Aggregate Function (UDAF)

// Weighted average
public class WeightedAvgAccumulator {
    public double sum = 0;
    public double weight = 0;
}

public class WeightedAvg extends AggregateFunction<Double, WeightedAvgAccumulator> {
    @Override
    public WeightedAvgAccumulator createAccumulator() {
        return new WeightedAvgAccumulator();
    }

    public void accumulate(WeightedAvgAccumulator acc, double value, double weight) {
        acc.sum += value * weight;
        acc.weight += weight;
    }

    @Override
    public Double getValue(WeightedAvgAccumulator acc) {
        return acc.weight == 0 ? null : acc.sum / acc.weight;
    }
}

// Use
tableEnv.executeSql(
    "SELECT user_id, weighted_avg(score, weight) FROM events GROUP BY user_id"
);

Part 7: Real-World Use Cases

Use Case 1: Real-Time Dashboard (Tumbling Windows)

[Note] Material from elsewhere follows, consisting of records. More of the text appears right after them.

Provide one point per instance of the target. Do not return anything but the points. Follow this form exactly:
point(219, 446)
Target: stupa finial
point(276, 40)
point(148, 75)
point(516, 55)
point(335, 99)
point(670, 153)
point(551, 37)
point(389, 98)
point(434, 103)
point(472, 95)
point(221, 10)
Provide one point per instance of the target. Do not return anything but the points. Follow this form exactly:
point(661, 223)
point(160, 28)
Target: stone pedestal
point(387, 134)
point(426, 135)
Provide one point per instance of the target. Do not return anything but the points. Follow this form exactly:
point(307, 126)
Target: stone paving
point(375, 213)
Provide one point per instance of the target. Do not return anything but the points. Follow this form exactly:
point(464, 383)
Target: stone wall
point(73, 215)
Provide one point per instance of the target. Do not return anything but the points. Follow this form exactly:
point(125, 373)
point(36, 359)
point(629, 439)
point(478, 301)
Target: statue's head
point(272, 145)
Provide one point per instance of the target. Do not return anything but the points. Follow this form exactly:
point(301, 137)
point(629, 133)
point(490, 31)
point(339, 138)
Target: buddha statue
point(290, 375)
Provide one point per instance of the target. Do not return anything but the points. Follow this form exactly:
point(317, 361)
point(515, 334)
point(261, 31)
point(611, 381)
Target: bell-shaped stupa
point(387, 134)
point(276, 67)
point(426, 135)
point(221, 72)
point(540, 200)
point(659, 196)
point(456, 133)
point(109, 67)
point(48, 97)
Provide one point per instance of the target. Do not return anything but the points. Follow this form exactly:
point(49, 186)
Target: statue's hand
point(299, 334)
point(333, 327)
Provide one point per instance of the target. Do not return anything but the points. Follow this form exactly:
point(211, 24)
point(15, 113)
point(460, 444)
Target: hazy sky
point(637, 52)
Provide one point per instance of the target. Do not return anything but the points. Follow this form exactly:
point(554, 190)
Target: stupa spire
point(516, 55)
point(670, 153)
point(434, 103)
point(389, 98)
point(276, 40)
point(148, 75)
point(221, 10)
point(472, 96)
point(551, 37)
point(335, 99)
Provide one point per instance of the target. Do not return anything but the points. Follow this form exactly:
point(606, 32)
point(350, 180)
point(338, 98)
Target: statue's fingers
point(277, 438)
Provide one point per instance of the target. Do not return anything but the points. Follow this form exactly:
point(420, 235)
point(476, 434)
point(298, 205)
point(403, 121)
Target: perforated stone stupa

-- Minutely metrics for dashboard
CREATE VIEW dashboard_metrics AS
SELECT
    TUMBLE_START(event_time, INTERVAL '1' MINUTE) as metric_time,
    COUNT(*) as total_events,
    COUNT(DISTINCT user_id) as unique_users,
    SUM(amount) as total_revenue,
    AVG(amount) as avg_order_value,
    COUNT(CASE WHEN event_type = 'error' THEN 1 END) as error_count
FROM kafka_events
GROUP BY TUMBLE(event_time, INTERVAL '1' MINUTE);

INSERT INTO kafka_dashboard_sink SELECT * FROM dashboard_metrics;

Use Case 2: Fraud Detection (Stateful Aggregation)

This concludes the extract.